My favorite bait "shop" is the South County artificial reef.
Every bait imaginable often can be obtained there with the use of various sized sabiki rigs, usually a No. 8, sometimes a larger one when targeting blue runners to be used for amberjack or barracuda bait.
I prefer to catch Spanish sardines, cigar minnows, threadfins, pinfish and blue runners from a stationary position (drifting also works). This can be accomplished by tying off the mooring buoy just east of the artificial reef buoy or anchoring and placing the boat over some of the structure to the west of the buoy. The mooring buoy is attached to the tug Orange, which was sunk last year and has become the home to baitfish and a large population of Goliath grouper and mangrove snapper. Pelagics such as kingfish, Spanish mackerel, cobia and barracuda also call the Orange home. The structure to the west of the marker consists of a large pile of concrete with several satellite piles of rubble around the main structure; pelagics also are found there.
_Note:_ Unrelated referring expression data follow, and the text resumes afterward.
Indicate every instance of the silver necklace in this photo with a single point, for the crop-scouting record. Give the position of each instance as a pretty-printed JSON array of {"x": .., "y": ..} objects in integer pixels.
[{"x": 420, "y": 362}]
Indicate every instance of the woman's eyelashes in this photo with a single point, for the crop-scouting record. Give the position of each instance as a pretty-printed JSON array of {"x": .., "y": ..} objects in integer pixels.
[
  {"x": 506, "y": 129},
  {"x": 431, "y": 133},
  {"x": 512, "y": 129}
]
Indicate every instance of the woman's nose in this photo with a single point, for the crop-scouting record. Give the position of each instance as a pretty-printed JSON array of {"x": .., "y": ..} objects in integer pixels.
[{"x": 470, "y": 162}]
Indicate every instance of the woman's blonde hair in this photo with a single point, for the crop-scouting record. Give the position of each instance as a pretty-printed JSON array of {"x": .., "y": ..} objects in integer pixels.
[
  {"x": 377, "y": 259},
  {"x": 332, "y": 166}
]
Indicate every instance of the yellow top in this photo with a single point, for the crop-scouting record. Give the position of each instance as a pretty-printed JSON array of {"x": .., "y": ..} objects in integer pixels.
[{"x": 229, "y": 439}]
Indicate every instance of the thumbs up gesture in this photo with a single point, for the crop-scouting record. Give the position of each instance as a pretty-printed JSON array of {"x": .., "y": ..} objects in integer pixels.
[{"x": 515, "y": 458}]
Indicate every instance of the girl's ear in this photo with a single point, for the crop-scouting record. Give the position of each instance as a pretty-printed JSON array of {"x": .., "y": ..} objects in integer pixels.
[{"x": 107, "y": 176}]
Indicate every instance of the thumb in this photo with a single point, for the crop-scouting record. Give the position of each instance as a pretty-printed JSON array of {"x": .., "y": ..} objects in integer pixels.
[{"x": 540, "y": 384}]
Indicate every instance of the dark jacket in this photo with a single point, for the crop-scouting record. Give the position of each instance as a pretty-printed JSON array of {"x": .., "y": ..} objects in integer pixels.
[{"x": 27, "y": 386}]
On a recent trip we stopped for bait and deployed flat lines with stinger rigs, each using bait caught onsite. Kingfish, barracuda and bonita were caught during the time spent catching bait while attached to the mooring buoy. The key to success was the deployment of a bag of frozen chum. We also cut less desirable bait such as reef grunts into small slivers and periodically added them to the chum.